A litter is usually around 2-3 young. These young are carried in the backward facing pouch for around 50 – 54 days before they grow too big to be carried and are left in the nest.

After a few days in the nest the young start to follow the mother while she forages, learning how to find food for themselves. During this time the mother may have mated again. If conditions are right she may produce up to four litters a year.

The young bandicoots themselves will be ready to breed in 4 - 5 months.

Long-nosed Bandicoots are omnivorous. They are opportunistic and will eat anything that they come upon – with insects a favourite!

Behaviour

Long-nosed Bandicoots are nocturnal and solitary.
During the day they sleep in a nest formed in a hole in the ground and covered with leaf litter.

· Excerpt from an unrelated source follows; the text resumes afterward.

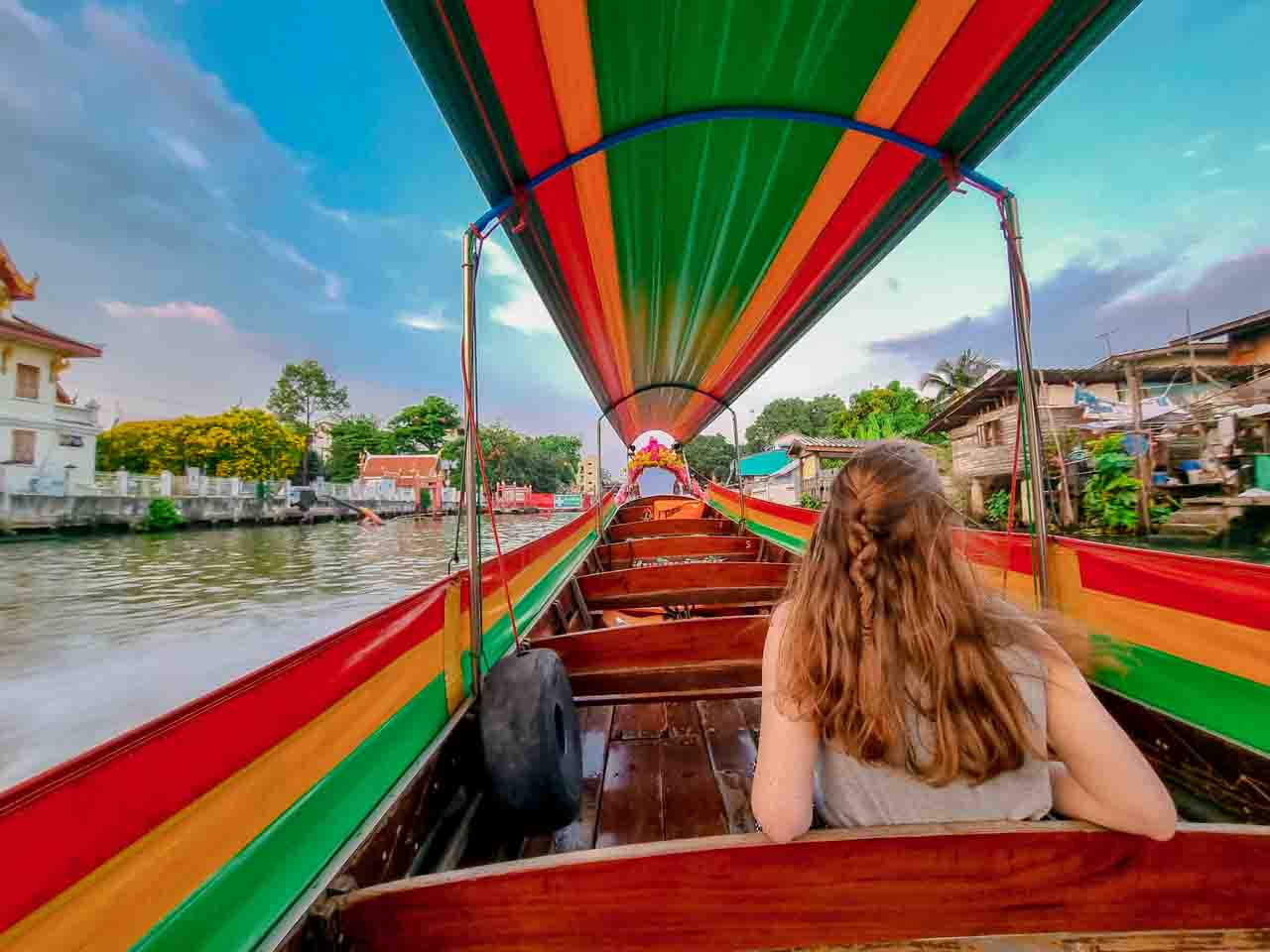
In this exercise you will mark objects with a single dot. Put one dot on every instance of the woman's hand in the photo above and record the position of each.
(786, 753)
(1102, 775)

The bandicoot completely closes the opening to the nest while it sleeps, making it nearly impossible to spot!

The bandicoot may have several different nests it uses on different days. This may help to keep each nest clean and parasite free.

Conservation Status

Least Concern
Year Assessed 2008
Source www.iucnredlist.org

Bandicoots are suffering from habitat loss.  They also suffer from attacks by cats and dogs which are allowed to roam at night.

 

 

 

 

 

 

Long-nosed Bandicoot Breeding Program

Like many animals that live in urban areas, the Long-nosed Bandicoot is at risk from cars and pets. Taronga is planning a breeding program that will help replenish their numbers.